Ieri c’è stato il blocco dell’attività didattica in centinaia di licei italiani e un’ondata di scioperi e manifestazioni sono previsti fino a giovedì, giorno dello sciopero generale indetto da Ggil, Cisl e Uil. L’”onda anomala” non si arresta, investe le scuole di ogni ordine e grado e non ha, né deve avere, un colore politico. Lo sanno benissimo anche gli studenti, che non vogliono farsi strumentalizzare; che hanno capito che è in gioco il futuro della scuola, la sua fondamentale funzione democratica. Certo, è anche, largamente, una questione politica (lo è nell’essenza, e come potrebbe non esserlo?). Ma non è una questione di parte, non di colore politico. Non è un partito, non è una colazione ad opporsi al decreto Gelmini. È la società civile.
Quella società civile consapevole che la scuola italiana di problemi ne ha tanti, ma il decreto Gelmini non li risolve: li acuisce. Basterebbe leggere con attenzione i risultati dell’indagine Ocse-Pisa, che dal 2000 monitora e compara il livello di competenza degli studenti di 57 paesi (i 30 dell’OCSE più i 27 paesi partner). Il test sul quale si basa l’indagine valuta le competenze di lettura, matematiche e scientifiche, restituendo un quadro poco lusinghiero per la scuola italiana, che si colloca mediamente a ridosso del quarantesimo posto e comunque al di sotto della media OCSE.
Questa indagine è citatissima, eppure sono poche le riflessioni critiche che ne hanno messo a fuoco le implicazioni.

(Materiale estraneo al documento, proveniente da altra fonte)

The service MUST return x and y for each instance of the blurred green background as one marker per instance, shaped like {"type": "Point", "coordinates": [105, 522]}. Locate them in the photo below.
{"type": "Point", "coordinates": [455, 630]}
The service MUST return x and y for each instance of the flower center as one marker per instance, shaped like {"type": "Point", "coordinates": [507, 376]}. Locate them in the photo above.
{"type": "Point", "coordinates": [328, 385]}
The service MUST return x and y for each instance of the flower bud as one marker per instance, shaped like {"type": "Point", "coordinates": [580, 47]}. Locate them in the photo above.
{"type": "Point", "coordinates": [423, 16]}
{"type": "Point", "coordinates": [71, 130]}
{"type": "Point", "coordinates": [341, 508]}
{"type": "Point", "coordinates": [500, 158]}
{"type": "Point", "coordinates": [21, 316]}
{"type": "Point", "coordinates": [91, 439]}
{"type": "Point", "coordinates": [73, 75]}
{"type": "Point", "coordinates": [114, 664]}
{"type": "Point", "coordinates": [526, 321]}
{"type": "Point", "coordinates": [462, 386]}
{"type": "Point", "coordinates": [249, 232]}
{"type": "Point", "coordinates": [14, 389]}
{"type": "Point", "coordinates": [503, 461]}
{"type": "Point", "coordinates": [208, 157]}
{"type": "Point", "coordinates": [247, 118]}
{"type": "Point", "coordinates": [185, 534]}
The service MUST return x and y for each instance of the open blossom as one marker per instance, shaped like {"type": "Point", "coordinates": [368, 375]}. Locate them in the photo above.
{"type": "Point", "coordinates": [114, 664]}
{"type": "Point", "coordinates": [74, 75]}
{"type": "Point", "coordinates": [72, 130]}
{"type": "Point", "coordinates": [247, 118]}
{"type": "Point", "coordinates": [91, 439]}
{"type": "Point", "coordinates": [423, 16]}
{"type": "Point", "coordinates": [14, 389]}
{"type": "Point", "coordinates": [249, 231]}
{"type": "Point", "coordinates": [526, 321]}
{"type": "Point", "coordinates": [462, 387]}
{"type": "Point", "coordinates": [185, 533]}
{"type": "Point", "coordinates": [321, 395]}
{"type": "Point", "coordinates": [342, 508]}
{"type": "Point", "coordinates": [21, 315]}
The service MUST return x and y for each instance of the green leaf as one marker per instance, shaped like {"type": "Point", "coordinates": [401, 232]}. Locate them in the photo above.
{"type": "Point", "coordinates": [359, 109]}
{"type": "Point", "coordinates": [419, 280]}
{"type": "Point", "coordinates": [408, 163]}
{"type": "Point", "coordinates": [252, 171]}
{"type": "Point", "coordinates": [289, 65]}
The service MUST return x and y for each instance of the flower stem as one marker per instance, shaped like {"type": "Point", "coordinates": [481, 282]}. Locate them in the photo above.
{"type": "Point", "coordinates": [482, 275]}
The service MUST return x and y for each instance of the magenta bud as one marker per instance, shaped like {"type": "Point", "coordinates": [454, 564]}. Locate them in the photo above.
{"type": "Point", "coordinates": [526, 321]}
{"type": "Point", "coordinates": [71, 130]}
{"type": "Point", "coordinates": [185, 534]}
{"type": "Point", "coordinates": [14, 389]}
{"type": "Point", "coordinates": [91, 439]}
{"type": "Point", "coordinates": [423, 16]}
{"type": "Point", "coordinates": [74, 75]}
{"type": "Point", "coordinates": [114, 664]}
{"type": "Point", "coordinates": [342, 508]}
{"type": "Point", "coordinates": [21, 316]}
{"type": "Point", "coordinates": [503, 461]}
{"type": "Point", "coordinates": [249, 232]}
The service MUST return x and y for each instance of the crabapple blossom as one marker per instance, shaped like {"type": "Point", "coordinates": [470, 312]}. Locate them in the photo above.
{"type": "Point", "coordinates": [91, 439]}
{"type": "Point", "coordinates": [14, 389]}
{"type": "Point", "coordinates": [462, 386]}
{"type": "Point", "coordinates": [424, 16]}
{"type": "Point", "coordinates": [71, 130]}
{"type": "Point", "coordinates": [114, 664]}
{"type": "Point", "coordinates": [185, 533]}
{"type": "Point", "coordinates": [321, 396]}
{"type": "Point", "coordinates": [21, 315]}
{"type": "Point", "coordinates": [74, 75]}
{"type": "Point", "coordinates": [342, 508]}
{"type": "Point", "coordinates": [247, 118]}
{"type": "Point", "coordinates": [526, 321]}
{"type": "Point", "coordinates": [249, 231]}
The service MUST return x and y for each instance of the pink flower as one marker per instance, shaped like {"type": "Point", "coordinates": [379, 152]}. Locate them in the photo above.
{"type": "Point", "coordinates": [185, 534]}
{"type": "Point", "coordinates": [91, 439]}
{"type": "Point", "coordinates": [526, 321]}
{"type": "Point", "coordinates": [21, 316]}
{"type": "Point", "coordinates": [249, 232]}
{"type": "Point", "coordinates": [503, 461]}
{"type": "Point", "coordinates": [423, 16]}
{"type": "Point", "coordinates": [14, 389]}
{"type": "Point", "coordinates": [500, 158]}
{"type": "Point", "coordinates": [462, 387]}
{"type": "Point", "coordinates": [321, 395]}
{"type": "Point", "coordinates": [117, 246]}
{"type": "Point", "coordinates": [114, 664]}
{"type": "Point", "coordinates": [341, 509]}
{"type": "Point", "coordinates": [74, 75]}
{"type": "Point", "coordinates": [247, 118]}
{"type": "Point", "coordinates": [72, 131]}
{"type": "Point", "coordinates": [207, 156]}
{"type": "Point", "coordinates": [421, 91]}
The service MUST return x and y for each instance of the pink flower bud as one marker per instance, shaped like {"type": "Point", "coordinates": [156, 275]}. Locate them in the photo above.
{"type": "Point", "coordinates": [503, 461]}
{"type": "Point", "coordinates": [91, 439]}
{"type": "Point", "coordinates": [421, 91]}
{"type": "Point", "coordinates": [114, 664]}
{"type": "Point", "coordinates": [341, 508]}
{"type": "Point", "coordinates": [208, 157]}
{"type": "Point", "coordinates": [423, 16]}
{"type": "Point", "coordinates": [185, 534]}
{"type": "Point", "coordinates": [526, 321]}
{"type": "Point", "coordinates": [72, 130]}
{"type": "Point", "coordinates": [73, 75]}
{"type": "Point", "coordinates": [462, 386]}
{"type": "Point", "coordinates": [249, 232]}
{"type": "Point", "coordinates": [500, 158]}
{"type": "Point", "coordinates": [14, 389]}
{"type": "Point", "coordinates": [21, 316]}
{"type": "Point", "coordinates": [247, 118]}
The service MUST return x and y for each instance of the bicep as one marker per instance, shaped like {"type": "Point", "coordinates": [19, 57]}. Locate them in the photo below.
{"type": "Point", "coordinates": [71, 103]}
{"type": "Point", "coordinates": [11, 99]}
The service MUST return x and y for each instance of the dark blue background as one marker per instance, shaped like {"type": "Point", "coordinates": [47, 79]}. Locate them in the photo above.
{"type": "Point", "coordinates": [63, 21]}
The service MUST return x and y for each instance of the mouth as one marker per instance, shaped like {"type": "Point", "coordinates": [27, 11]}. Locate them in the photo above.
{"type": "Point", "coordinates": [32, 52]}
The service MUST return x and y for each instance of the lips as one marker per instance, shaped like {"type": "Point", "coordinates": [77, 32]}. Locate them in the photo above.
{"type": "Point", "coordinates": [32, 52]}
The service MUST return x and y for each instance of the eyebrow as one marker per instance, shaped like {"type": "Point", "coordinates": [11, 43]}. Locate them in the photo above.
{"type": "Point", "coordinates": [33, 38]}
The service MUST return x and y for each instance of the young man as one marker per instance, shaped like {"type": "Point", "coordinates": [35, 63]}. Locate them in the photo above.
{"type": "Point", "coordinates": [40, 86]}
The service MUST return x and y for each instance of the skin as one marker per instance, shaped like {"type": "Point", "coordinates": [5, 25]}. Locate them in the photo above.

Da una parte è stata utilizzata per avallare un allarmismo persino eccessivo, senza tuttavia che sui risultati sia nato in Italia un dibattito serio. La sostanza è che la scuola italiana non appare in grado di modificare le disuguaglianze in ingresso, e tende anzi a riconfermarle. Ora, è lecito domandarsi se per risolvere questo problema la via giusta sia proprio quella dei tagli, del maestro unico, dell’accentramento delle competenze didattiche. O se non sarebbe piuttosto auspicabile esattamente il contrario. Investire di più nella scuola e sulla scuola. Favorire la presenza di una molteplicità di figure, indispensabili per educare nella società della complessità. Studiare le lingue in modo più serio, con l’ausilio di laboratori meglio attrezzati.
Il decreto Gelmini verosimilmente passerà, perché può contare sull’appoggio di una maggioranza che appare più divisa del previsto, ma comunque solida.
Ma il problema vero non è solo il decreto, così come non è solo la finanziaria. Perché sia il decreto che la finanziaria sono gli strumenti di una precisa volontà politica, che, coerentemente con i propri presupposti, intende abbandonare la scuola pubblica a se stessa, svuotandola della funzione alla quale, per quanto malandata, non è mai venuta meno: quella di formare il cittadino, di educare al senso critico. Non è solo ai tagli che bisogna opporsi, ma a un intero disegno. Reso ancora più mqanifesto dal fatto che, mentre affossa la scuola pubblica, il governo salva le banche e le grandi industrie.
Al di là del lavoro sul breve termine, occorrerà dunque lavorare anche in prospettiva, per difendere le prerogative della scuola pubblica da un attacco che, in ogni caso, non si arresterà facilmente. La movimentazione deve farsi corale. I risultati non sono dietro l’angolo, ma la consapevolezza che si sta aggregando intorno alla difesa della scuola è un primo passo e un segnale importante.